The North American novelist Tom Wolfe has ridiculed the superficiality of East Coast society in the United States and its obsession with getting its offspring into Ivy League universities without for a moment reflecting on what those universities might do to their sons and daughters.
A similar obsession about ‘getting in’ exists in Britain, where the equivalent ‘promised land’ is Oxbridge (or, to a lesser extent, the Russell Group universities).
‘I have never met a single parent – not one – who has ever shown the slightest curiosity about what happens to them once they get here or what they may have become by the time they graduate’, he recalls telling a group of seniors at Harvard, shortly after the publication of The bonfire of vanities in 1987.
Nearly two decades later he could still say he had ‘never heard a single parent speculate about what value might be added by those four undergraduate years, other than the bachelor’s degree itself, which is an essential punch on the ticket for starting off in any upscale [i.e. well-paid] career’. (Declining by degrees; higher education at risk, 2005)
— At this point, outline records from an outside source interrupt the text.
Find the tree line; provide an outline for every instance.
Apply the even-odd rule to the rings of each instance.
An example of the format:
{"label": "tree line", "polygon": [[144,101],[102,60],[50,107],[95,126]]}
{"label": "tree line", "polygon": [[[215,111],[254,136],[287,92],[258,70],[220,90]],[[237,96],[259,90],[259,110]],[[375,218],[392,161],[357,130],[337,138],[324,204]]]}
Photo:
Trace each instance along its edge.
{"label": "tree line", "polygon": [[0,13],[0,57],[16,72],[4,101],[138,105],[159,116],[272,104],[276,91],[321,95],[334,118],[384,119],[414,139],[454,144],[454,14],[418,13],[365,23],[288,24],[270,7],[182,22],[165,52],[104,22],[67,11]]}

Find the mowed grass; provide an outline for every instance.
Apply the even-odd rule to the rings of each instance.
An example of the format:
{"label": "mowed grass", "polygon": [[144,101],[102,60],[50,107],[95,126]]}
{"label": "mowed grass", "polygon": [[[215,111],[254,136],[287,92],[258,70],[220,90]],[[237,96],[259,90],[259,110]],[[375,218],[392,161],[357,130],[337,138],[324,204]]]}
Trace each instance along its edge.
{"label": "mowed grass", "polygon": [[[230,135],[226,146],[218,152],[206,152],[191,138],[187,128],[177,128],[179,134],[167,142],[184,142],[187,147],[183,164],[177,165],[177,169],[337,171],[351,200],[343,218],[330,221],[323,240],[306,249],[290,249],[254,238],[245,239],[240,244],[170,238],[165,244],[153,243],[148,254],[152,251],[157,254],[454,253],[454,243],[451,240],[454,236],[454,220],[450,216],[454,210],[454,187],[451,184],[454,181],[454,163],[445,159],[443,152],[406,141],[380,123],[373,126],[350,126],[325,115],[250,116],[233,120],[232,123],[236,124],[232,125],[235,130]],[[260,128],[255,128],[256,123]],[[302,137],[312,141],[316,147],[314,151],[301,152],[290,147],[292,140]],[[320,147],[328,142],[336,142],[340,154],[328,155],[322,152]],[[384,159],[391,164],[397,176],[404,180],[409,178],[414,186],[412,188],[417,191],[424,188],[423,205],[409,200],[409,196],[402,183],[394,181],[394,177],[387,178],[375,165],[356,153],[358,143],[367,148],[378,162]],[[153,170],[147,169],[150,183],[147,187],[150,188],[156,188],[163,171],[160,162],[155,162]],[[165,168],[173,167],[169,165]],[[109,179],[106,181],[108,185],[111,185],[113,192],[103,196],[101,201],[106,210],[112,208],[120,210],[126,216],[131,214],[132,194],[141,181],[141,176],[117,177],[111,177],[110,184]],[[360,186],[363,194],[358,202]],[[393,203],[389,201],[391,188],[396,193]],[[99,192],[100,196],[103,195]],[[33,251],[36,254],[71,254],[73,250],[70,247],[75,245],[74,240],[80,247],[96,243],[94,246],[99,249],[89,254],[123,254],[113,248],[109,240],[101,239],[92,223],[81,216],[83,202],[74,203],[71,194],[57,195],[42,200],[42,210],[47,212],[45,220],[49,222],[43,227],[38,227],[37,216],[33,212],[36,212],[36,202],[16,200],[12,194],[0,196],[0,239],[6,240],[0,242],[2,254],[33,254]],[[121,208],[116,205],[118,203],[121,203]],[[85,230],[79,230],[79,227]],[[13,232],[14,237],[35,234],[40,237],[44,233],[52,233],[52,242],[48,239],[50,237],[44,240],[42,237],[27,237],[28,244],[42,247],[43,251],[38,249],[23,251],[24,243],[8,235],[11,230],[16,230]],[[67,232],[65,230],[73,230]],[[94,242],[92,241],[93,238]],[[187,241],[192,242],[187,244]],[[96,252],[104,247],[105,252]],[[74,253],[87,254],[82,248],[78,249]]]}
Wolfe had illustrated the effects of the malaise at universities in his novel I am Charlotte Simmonds (2004) which paints a depressing picture of a student’s depraved and aimless life at an (imaginary) elite North American university.
The prevailing aspiration at most universities is to have a ‘good time’ and do just enough work to see themselves into a well-remunerated career. Without the countercultural support provided by family and friends, the typical university student satirised by Wolfe is likely to graduate emotionally scarred and ill-prepared to form a strong marriage, bring up children or offer selfless service to country and society.